[linux-elitists] RE: Robert Graham's SQL Slammer analysis (was Re: [linux-elitists] MS SQL WORM IS DESTROYING INTERNET BLOCK PORT 1434!)

Jay Sulzberger jays@panix.com
Fri Jan 31 19:35:40 PST 2003

On Fri, 31 Jan 2003, Larry M. Augustin wrote:

> > Quoting Karsten M. Self (kmself@ix.netcom.com):
> >
> > > Makes many of the same points as I do.  Though he doesn't address the
> > > "what if it happens on :80, :22, :25" problem.
> Port 80 is turning into a big problem.  I've had tis conversation with
> several chief security officers.  Everyone is now building software that
> pushes stuff through port 80, mostly because that port is generally open.
> i.e. opening up a port has become such a big deal that everyone wants to use
> port 80.  But with multiple services now being offered through port 80, all
> people have done is make ports useless, and make the problem harder by
> hiding it under port 80.  When one of these applications makes any attempt
> at security, they do something inside XML so you need an XML parser to
> enforce security.  There are a lot of companies out there now trying to
> build "port 80 firewalls" - boxes that parse everything going past port 80,
> and attempt to do something intelligent, including add security.
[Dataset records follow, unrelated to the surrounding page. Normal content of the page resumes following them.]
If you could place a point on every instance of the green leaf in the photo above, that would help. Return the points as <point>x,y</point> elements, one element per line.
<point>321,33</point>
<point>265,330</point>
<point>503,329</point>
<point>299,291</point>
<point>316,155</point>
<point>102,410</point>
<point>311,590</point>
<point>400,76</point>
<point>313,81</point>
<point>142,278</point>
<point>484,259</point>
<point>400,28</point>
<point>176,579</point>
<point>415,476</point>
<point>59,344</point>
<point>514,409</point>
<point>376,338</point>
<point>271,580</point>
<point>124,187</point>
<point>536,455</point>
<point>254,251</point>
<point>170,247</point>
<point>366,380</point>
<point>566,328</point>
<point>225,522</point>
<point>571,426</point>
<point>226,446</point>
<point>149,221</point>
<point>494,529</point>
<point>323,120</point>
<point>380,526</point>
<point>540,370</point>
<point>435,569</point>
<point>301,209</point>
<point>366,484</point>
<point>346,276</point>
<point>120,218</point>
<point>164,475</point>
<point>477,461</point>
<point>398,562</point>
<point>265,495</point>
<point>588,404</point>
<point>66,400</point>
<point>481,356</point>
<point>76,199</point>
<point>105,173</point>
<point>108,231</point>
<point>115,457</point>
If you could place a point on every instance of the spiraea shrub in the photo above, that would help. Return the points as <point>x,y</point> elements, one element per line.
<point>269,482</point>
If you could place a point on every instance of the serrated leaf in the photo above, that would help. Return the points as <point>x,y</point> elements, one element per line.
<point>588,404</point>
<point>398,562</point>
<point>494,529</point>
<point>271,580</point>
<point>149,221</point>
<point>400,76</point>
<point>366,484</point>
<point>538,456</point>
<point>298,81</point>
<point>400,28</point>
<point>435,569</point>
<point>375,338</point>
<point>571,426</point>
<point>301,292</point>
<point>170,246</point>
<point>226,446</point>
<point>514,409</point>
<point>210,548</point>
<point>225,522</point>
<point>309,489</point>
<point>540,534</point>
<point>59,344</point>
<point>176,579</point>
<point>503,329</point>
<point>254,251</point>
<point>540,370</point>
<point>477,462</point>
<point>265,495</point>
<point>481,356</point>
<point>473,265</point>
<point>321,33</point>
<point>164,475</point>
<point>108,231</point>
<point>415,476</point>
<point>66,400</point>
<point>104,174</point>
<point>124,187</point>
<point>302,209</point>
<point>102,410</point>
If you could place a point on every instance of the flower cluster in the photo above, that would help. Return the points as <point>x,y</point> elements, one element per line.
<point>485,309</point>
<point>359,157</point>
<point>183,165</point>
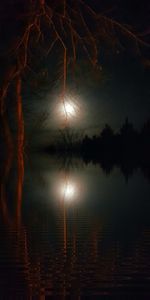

The tiny worm was content free.  A proper watcher system would have stopped
the worm not because the watcher analyzed the content and deduced that it
was a bad worm, but because the behavior of the node on the Net changed,
specifically some Microsoft program began spewing near duplicate UDP
packets at a high rate.

> It's strange to think that the practice of being judicious in locking down
> ports has created an even worse problem because developers are now using
> port 80 to go around the firewall.
> Larry

This is an example of a defect of thought widespread among computer
programmers: over-concreteness when thinking about computers.  Of course,
many of these same computer programmers suffer from looseness of
association when thinking about non-computer matters.